Wednesday, May 02, 2007

Another look at wine

I'm not sure if this is sensible or not. I have been building a (very) modest collection of wine for five years now. To date I have been treating the wine purchases as a hobby (or an investment in future drinking) and have kept the amounts involved quite small. However, the reality is that I will be very unlikely to drink all of what I have been buying. So far I have been treating my wine purchases as an expense and do not include their value in my balance sheet.

The value of my wines (quoted in GBP) has appreciated, although not by enough to get excited about. The currency factor has also worked in my favour. While the initial focus was on wines which were intended ultimately be drunk, I am giving serious consideration to purchasing some of the more expensive wines for investment purposes. My expectations in terms of returns would be modest - although I am not sure how easy it would be to quantify those expectations.
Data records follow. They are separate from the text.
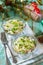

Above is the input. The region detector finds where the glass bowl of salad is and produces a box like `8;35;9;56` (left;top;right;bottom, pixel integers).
2;19;25;39
11;35;36;59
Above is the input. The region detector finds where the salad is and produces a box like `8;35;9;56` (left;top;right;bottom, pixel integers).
13;36;36;54
3;20;24;34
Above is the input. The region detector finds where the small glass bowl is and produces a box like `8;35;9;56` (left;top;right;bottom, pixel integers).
11;35;37;59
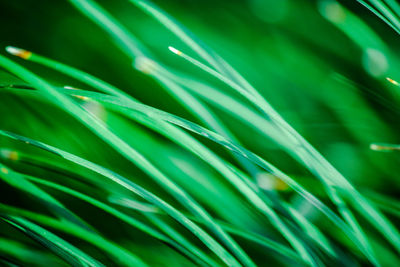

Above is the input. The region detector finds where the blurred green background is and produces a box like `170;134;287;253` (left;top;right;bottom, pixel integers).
0;0;400;266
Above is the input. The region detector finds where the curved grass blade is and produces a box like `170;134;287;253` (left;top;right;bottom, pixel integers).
0;130;244;267
26;176;217;266
0;215;104;267
0;50;313;264
0;52;244;266
0;163;92;231
0;208;147;267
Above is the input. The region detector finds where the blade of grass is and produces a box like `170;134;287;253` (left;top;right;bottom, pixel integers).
0;207;147;267
0;217;103;266
0;56;244;266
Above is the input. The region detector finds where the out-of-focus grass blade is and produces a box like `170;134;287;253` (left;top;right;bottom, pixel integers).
0;130;244;266
0;163;90;232
0;208;147;267
0;53;247;266
26;176;215;265
1;215;103;266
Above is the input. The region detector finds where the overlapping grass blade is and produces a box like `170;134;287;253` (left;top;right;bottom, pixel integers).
0;217;103;267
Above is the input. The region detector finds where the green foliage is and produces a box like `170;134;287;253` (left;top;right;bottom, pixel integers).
0;0;400;266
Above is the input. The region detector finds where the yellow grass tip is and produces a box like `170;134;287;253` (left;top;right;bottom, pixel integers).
386;77;400;86
1;167;8;174
6;46;32;59
133;57;157;74
168;46;182;56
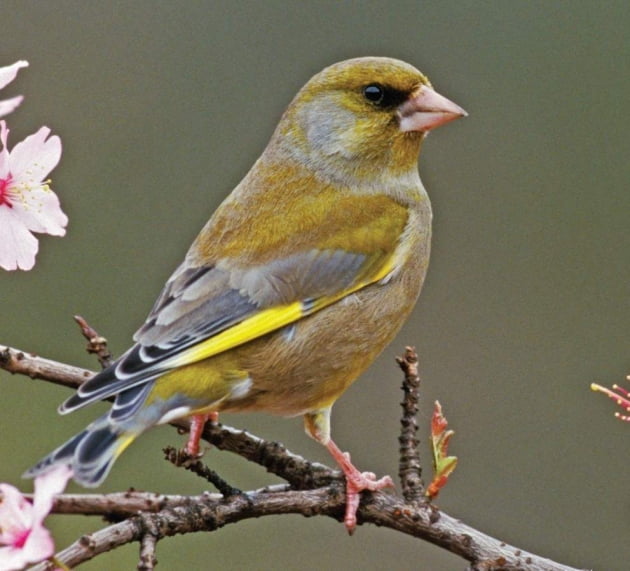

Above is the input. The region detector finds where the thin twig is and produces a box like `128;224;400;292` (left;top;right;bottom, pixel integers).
137;514;159;571
396;347;425;503
74;315;113;369
162;446;242;498
0;346;592;571
34;488;588;571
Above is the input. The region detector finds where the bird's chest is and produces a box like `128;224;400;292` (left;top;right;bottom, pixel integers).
225;201;430;415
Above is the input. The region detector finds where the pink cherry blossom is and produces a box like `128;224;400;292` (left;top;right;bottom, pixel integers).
0;466;72;569
0;60;28;117
0;121;68;270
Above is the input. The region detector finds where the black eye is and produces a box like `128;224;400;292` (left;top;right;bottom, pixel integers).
363;83;408;109
363;83;385;105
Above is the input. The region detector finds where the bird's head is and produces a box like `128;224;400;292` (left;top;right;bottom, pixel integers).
272;57;466;185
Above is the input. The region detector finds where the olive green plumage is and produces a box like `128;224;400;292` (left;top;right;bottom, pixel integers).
28;58;464;512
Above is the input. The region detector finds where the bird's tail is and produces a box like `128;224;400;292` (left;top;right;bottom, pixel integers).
24;414;140;488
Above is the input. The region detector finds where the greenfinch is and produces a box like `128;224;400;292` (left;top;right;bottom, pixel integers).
26;57;466;531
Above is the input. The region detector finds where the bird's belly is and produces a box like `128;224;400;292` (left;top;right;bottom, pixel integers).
221;268;424;416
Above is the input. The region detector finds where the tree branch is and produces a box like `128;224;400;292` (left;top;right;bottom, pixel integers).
0;346;588;571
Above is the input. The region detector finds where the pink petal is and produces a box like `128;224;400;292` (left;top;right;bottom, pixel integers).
20;525;55;566
0;121;9;178
0;206;39;270
13;186;68;236
0;60;28;89
9;127;61;182
33;465;72;522
0;484;33;544
0;95;24;117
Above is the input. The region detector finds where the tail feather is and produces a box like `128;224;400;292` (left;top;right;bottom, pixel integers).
24;415;139;488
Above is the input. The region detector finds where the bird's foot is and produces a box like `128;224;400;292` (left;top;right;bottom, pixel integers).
326;440;394;535
184;412;219;457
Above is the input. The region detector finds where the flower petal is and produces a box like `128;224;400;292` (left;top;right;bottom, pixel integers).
0;60;28;89
33;465;72;522
13;186;68;236
9;127;61;182
18;525;55;569
0;95;24;117
0;206;39;270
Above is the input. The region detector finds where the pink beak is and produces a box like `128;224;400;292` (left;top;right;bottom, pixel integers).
397;85;468;133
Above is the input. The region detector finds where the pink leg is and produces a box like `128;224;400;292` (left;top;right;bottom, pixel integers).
326;440;394;535
186;412;219;456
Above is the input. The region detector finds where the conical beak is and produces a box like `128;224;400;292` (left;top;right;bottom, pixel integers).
397;85;468;132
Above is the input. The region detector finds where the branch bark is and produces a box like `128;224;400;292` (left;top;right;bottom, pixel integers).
0;346;588;571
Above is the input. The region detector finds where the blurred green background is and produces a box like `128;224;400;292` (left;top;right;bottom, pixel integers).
0;0;630;571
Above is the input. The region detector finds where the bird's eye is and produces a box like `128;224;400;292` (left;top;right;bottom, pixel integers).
363;83;385;105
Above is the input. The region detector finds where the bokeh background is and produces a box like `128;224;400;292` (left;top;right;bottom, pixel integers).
0;0;630;571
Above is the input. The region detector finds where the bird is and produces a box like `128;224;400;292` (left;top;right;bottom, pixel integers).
25;57;466;533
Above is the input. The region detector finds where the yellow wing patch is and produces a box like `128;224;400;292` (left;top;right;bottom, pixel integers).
162;256;394;369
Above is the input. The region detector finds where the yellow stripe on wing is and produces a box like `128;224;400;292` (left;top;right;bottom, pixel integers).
161;261;393;369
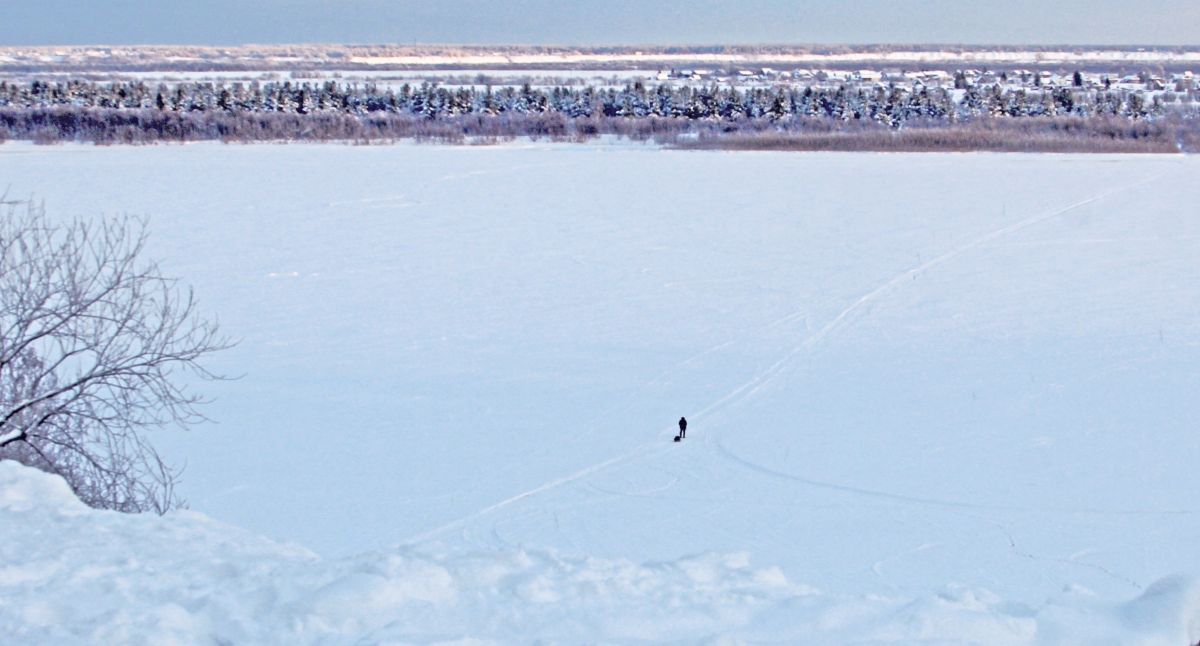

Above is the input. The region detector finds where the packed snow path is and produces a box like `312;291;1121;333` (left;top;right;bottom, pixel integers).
0;145;1200;619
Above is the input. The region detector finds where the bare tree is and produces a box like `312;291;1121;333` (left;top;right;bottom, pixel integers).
0;202;230;513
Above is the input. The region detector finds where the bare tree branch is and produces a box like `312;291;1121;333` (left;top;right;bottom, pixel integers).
0;197;230;513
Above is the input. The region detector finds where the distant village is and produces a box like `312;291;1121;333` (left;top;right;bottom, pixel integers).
654;67;1198;94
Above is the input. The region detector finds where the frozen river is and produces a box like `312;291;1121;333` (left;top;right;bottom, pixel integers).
0;144;1200;612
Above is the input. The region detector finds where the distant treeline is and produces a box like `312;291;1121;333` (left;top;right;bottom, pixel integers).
0;80;1200;151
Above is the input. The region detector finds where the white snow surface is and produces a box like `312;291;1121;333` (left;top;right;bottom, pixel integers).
0;462;1200;645
0;143;1200;644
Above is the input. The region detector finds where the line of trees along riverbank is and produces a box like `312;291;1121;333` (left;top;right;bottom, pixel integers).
0;80;1200;152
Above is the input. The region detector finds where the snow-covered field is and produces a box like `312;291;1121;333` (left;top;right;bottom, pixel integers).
0;144;1200;644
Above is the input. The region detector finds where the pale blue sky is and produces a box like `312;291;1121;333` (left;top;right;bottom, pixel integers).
0;0;1200;44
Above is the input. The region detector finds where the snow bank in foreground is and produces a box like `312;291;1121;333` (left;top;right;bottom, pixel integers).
0;462;1200;645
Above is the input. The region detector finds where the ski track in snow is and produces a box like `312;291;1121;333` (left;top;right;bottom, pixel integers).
401;163;1180;549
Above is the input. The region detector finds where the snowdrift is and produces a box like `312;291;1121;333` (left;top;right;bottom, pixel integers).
0;462;1200;645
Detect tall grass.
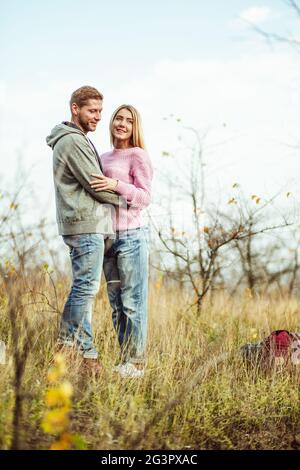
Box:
[0,273,300,449]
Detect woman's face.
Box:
[112,108,133,145]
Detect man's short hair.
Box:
[70,86,103,111]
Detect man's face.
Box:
[72,100,102,134]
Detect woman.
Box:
[91,105,153,377]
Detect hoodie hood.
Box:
[46,123,85,149]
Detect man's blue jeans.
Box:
[103,227,148,364]
[59,233,104,359]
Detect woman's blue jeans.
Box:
[59,233,104,359]
[103,227,149,364]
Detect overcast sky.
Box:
[0,0,300,231]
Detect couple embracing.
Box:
[47,86,153,377]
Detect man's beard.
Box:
[78,115,90,132]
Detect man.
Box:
[47,86,122,372]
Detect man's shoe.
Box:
[114,362,145,379]
[82,357,103,375]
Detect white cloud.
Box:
[239,7,271,24]
[0,46,300,227]
[228,7,274,31]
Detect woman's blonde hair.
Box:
[109,104,146,149]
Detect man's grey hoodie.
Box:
[46,123,122,235]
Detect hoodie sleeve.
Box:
[63,134,127,207]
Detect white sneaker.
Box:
[113,362,145,378]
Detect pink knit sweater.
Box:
[101,147,153,230]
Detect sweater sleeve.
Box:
[115,149,153,209]
[66,134,126,207]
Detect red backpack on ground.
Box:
[241,330,300,366]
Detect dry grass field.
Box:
[0,273,300,450]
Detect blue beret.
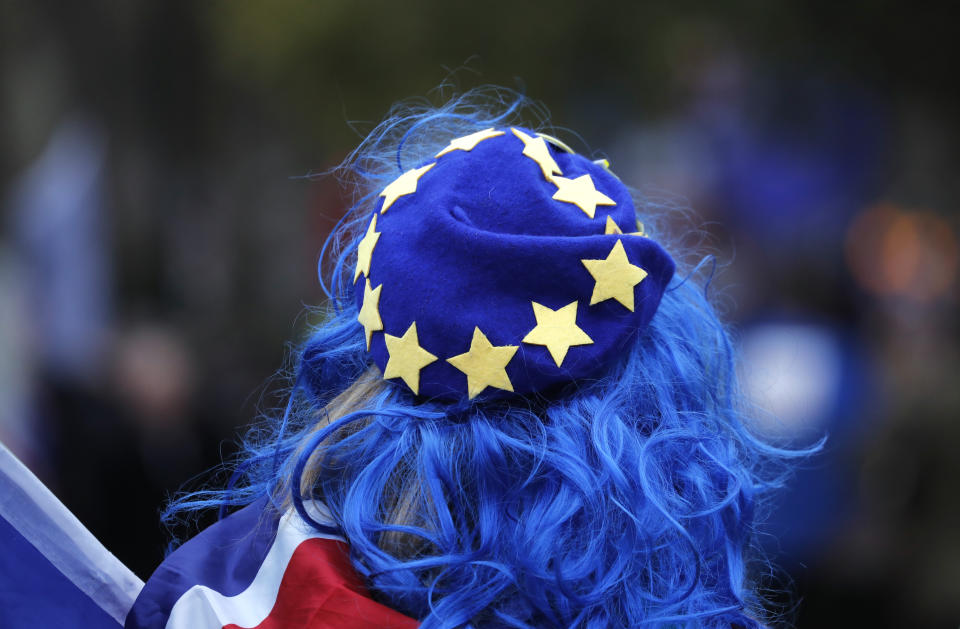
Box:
[354,127,674,400]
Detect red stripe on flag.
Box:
[223,538,420,629]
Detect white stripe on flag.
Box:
[0,443,143,625]
[166,502,346,629]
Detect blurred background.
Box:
[0,0,960,627]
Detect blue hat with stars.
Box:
[354,127,674,400]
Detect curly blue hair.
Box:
[164,89,809,629]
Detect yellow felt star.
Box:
[436,127,503,157]
[357,277,383,351]
[523,301,593,367]
[353,214,380,282]
[380,162,437,214]
[383,321,437,395]
[553,175,617,218]
[603,214,623,234]
[510,127,563,181]
[580,238,647,312]
[447,327,517,400]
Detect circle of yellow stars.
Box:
[354,127,647,399]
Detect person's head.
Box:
[171,92,804,628]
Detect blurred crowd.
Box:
[0,0,960,627]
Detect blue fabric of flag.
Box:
[0,518,120,629]
[124,498,278,629]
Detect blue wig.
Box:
[165,90,798,629]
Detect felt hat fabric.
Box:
[354,127,674,400]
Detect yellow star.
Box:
[523,301,593,367]
[383,321,437,395]
[357,277,383,351]
[580,238,647,312]
[436,127,503,157]
[510,127,563,181]
[552,175,617,218]
[603,214,623,234]
[353,214,380,282]
[447,327,517,400]
[380,162,437,214]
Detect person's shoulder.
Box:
[126,500,417,629]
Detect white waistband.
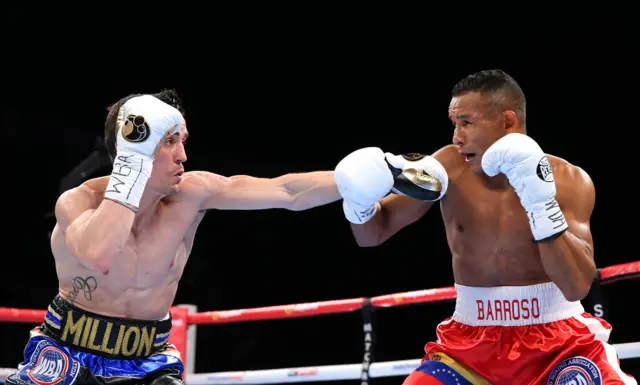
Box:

Also, the amount of the investment would be low - wine would not be a core investment.

Is this a good idea?

3 comments:

L. Marie Joseph said...

Wine seem to be a slow investment. Not sure if it will be worth it.

I like wine as a treat not an investment.

I love Shiraz myself.

Anonymous said...

Funny that you mention wine, I was just chatting with my supervisor a couple of days ago and he told me he has his entire savings invested in wine.

He says the returns over the past few years have been excellent, with a growing demand for expensive wines in China. The basic reasoning behind wine is that the supply for a given vintage is fixed (and declining everytime someone drinks one), and that it is only the super-rich who consume $30,000 USD bottles of wine.

Given that the rich get richer this seems to mean that considerable appreciation in the price can be expected.

On the downside, wine doesn't really produce any cash-flow (unless you open a wine museum?? :), which is a definate downside compared to stock of real-estate. It's similar to gold in this sense, but I guess, given that you buy silver you don't have a problem with pure capital gains.

The other downside he mentioned is that the wine merchants charge 20% or so to purchase (or to sell) a bottle. 40% entry/exit costs is pretty steep. You'd want to see considerable growth to offset that. And of course I don't know if the bank will give you a margin loan against your wine :)

traineeinvestor said...

Hi moneymonk/raphael

Thanks for the comments.

I will not be investing more than a very small part of my assets in wine (at most). It will never be a core investment asset (although I do know people who have invested a lot of money in wine).

The transaction costs are very high (as you have pointed out), transparency is awful and the cash flow is negative (storage and insurance costs).

The overall supply of wine is rising but not at the very expensive end of the market. At the same time demand is rising. At the lower end demand is not keeping up with supply (which is why wine prices for cheaper wines - often very good drinking - have come down in price). At the expensive end the number of wealthy people who can afford these wines has experienced huge growth and this has resulted in the price increases at the top end of the prestige/pricing spectrum.

Current inclination is to buy a small amount each year as I am doing now but shift to more expensive wines. If they appreciate in value, that's great. If not, I will have a supply of very good drinking in years to come.